Dann hab ich gestern einfach mal (nach knapp 2 Jahren das erste mal wieder) das OS (vorher Vista 64, jetzt Win7 64) neu installiert. Alle aktuellen Treiber, ein paar Programme (Firefox usw), was man halt so nach ner frischen Installation macht. Voller Spannung startete ich BF3, und ich konnte es kaum glauben - es lief absolut fehlerfrei (ok, hin und wieder mal nen Back2Desktop, laut Internetz weil ich ne ab Werk übertaktete Gigabyte GTX560Ti OC hab, und übertaktete Karten hier scheinbar gerne mal aufgrund etwas zu geringer Spannung /zu hohem Takt abstürzen - es gibt wohl tlw. schon aktualisierte Graka-"Biose"). Dann startete ich Rage, und auch hier - alles lief plötzlich perfekt. Ich dachte "ok, dann lags wohl an der alten und zugemüllten OS-Installation".

Jedenfalls hab ich zum Schluß noch mein BitDefender (IS 2011) installiert und mich ins Bettchen gelegt.

Jetzt komme ich eben von der Arbeit, starte mal fix mein BF3, und was sehe ich? Alles wieder beim alten, BF3 läuft absolut unspielbar. Ich wollte schon den Rechner anzünden, da fiel mir ein das ich doch irgendwo gelesen hab, BitDefender hätte bei einem BF3-Spieler Lags verursacht. Und BD hatte ich gestern ja auch erst kurz vor dem zu Bett gehen installiert...

Langer Rede wenig Sinn, ich hab erst alle Funktionen in BD deaktiviert (wirklich alle), aber das Problem blieb. Also hab ichs kurzerhand deinstalliert - und jetzt laufen die Spiele wieder als hätte ich ein neues System gekauft.

Wer also BitDefender nutzt, und Probleme mit Lags, laut Foren auch Microrucklern (zb in BF3), oder einer seltsamen Steuerung usw hat, der sollte unbedingt mal testen was passiert wenn er BD komplett entfernt. *Gerade in BF3 soll die Deinstallation von BD, soweit ich eben in der Kürze ergoogln konnte, gleich mehrere Probleme auf einmal lösen (Lags, MR und die seltsame Steuerung).*

Wer ähnliche Phänomene auch bei anderen Spielen im Zusammenhang mit BitDefender beobachten konnte, der möge das bitte hier posten.
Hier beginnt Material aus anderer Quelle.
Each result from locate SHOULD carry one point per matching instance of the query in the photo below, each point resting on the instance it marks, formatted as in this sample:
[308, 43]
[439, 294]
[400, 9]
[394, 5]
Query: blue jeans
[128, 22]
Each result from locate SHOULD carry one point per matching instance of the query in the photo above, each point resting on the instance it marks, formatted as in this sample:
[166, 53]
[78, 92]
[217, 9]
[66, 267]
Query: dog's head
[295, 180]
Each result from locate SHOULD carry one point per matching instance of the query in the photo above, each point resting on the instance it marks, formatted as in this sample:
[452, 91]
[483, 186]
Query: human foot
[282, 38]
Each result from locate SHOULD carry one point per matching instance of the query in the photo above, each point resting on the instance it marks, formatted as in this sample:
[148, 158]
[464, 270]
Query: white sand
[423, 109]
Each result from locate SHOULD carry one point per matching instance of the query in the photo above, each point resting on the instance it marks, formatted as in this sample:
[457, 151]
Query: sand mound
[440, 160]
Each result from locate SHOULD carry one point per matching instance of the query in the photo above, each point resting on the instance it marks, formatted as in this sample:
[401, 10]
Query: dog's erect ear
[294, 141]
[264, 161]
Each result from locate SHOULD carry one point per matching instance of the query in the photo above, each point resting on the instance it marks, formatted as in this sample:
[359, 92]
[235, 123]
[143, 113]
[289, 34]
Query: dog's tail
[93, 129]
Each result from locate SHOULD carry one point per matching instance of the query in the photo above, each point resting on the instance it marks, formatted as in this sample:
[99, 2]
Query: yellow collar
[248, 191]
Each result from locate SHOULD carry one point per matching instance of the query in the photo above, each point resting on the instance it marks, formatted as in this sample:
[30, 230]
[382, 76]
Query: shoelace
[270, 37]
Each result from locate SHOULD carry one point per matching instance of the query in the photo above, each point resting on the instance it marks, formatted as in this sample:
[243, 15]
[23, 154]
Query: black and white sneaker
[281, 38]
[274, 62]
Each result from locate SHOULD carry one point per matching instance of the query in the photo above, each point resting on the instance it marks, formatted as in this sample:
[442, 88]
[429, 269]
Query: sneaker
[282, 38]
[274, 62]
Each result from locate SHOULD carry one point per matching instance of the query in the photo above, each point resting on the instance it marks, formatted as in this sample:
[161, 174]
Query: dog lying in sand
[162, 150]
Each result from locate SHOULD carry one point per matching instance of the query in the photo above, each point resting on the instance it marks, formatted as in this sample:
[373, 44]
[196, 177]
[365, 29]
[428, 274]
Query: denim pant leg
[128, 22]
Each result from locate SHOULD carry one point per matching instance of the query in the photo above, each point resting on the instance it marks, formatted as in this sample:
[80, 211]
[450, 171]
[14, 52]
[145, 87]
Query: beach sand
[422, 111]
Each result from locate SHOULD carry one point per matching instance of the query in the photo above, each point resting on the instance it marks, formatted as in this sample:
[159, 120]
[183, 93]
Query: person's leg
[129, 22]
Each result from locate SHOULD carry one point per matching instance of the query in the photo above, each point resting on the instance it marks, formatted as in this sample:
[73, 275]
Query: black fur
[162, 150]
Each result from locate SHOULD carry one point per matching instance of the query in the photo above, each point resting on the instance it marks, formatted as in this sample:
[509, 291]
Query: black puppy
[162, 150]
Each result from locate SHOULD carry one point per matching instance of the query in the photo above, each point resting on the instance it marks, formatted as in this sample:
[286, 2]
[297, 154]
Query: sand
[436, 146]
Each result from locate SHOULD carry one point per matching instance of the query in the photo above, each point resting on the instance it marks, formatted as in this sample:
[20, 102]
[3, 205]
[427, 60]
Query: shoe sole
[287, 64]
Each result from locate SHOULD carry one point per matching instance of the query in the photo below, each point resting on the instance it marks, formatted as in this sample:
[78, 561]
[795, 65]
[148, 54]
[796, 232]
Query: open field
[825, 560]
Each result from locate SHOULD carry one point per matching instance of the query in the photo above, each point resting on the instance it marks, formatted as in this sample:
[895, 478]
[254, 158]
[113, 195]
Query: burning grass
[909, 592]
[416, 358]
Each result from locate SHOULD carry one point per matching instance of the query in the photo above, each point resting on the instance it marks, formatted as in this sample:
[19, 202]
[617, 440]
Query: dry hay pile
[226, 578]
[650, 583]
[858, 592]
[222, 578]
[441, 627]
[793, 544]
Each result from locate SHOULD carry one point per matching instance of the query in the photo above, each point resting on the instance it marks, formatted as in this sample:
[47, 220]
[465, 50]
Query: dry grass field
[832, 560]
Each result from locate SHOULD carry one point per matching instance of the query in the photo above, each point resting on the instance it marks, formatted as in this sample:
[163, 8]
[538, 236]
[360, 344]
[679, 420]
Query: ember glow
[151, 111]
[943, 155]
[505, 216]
Danke.

Gruß INU.ID


----------



## needit (31. Oktober 2011)

*AW: BitDefender stört Spiele (BF3, Rage...)*

Mit avast gibt auch Probleme... man kann zum beispiel nicht mit freunden joinen oder coop spielen (mit freunden).. wer also mit ner party joinen will, sollte avast für nen bestimmten zeitraum ausschalten.

mfg needit


----------



## M59Deathman (31. Oktober 2011)

*AW: BitDefender stört Spiele (BF3, Rage...)*

Ich hatte das Prob das ich keine Popups bei Partys etc gesehen hatte. Nach Deinstallation von BD2010 und Installation von BD2011 und der deaktivierung von SSL im BD ging es dann endlich.


----------



## -Chefkoch- (31. Oktober 2011)

*AW: BitDefender stört Spiele (BF3, Rage...)*

Ich hab die 2012er Version und bisher hab ich keine Probleme gehabt.


----------



## -Phoenix- (31. Oktober 2011)

*AW: BitDefender stört Spiele (BF3, Rage...)*



-Chefkoch- schrieb:


> Ich hab die 2012er Version und bisher hab ich keine Probleme gehabt.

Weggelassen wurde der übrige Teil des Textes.